Lo más alarmante de esta regresión autoritaria no es sólo la audacia de quien la promueve desde Palacio Nacional ni que haya elegido al Senado, supuesto representante del pacto federal, como Cámara de origen. Lo peor es el silencio sepulcral que emana de las capitales estatales. ¿Por qué no se escucha la voz de los gobernadores? Ante esta imposición en ciernes, no parece haber un solo mandatario estatal —de cualquier signo político— con la estatura o la voluntad política necesarias para hacerle frente.
¿Acaso ya no hay quien defienda al federalismo en este país? ¿Dónde están los herederos de la tradición liberal que entendía que México sólo puede ser fuerte si sus partes son libres y autónomas? Pareciera que el miedo a la represalia presupuestaria o el cálculo político de corto plazo han amordazado a quienes están obligados a proteger el pacto federal. Su sumisión es casi total, y con ello, la indefensión de las instituciones locales es absoluta. Algunos incluso permiten de forma abyecta que durante las giras presidenciales una bola de acarreados los traten como a un payaso de jaripeo. ¿Acaso no tienen dignidad?
La historia de México en el siglo XIX nos dejó lecciones amargas sobre lo pernicioso que puede ser el centralismo. Vimos cómo la concentración excesiva de poder en una sola persona y en una sola geografía condujo a la inestabilidad crónica, a la pérdida de territorio y a la parálisis económica.
El federalismo no fue una ocurrencia de los constituyentes de 1824 o de 1857; fue la respuesta necesaria a la diversidad de una nación que no cabe en un molde único.
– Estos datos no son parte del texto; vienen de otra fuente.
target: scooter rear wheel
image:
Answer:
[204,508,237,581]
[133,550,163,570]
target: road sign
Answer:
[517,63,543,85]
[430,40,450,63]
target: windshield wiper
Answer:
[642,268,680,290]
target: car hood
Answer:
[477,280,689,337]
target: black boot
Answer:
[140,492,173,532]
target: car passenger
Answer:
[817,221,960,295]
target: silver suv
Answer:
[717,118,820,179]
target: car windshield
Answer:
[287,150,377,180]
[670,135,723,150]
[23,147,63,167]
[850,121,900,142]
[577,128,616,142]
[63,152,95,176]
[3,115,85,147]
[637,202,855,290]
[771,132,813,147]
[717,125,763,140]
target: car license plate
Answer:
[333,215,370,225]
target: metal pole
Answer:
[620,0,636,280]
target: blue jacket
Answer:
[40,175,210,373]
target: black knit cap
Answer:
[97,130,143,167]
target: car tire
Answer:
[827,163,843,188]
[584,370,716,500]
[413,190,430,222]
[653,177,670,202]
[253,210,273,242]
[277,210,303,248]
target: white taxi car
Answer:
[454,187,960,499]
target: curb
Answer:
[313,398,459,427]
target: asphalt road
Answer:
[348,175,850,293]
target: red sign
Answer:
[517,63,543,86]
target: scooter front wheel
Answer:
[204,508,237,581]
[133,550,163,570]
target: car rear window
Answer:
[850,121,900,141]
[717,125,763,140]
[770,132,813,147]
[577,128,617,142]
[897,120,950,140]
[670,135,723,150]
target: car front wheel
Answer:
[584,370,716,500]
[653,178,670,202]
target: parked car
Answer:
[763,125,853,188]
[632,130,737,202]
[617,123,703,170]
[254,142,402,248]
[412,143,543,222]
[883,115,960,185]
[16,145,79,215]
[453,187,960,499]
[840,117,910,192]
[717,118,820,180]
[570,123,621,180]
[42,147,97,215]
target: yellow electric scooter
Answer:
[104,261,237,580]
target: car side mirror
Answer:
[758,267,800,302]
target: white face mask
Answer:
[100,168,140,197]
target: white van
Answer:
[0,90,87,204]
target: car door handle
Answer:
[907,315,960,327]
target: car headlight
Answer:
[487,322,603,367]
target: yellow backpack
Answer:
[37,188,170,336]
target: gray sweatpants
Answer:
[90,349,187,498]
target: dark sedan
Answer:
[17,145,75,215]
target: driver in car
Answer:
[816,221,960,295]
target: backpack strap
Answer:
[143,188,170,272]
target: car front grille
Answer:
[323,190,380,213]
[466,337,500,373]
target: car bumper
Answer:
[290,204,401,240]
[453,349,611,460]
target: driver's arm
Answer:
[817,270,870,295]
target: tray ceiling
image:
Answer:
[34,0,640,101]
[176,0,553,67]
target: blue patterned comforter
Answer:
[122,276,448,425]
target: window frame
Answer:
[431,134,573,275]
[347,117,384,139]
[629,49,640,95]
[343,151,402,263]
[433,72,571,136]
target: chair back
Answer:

Es un pacto que tiene razones históricas profundas de ser, diseñado para evitar que la tiranía de una mayoría momentánea o de un líder carismático que borre de un plumazo las libertades locales.
¿Vamos a permitir que se siga cincelando y erosionando este acuerdo fundamental? Si aceptamos pasivamente que el Congreso de la Unión dicte la vida interna de los estados, estaremos firmando el acta de defunción de nuestra República federal. Es momento de recordar que el poder descentralizado es la mejor salvaguarda contra el autoritarismo. Defender el federalismo hoy es salvar la democracia mañana.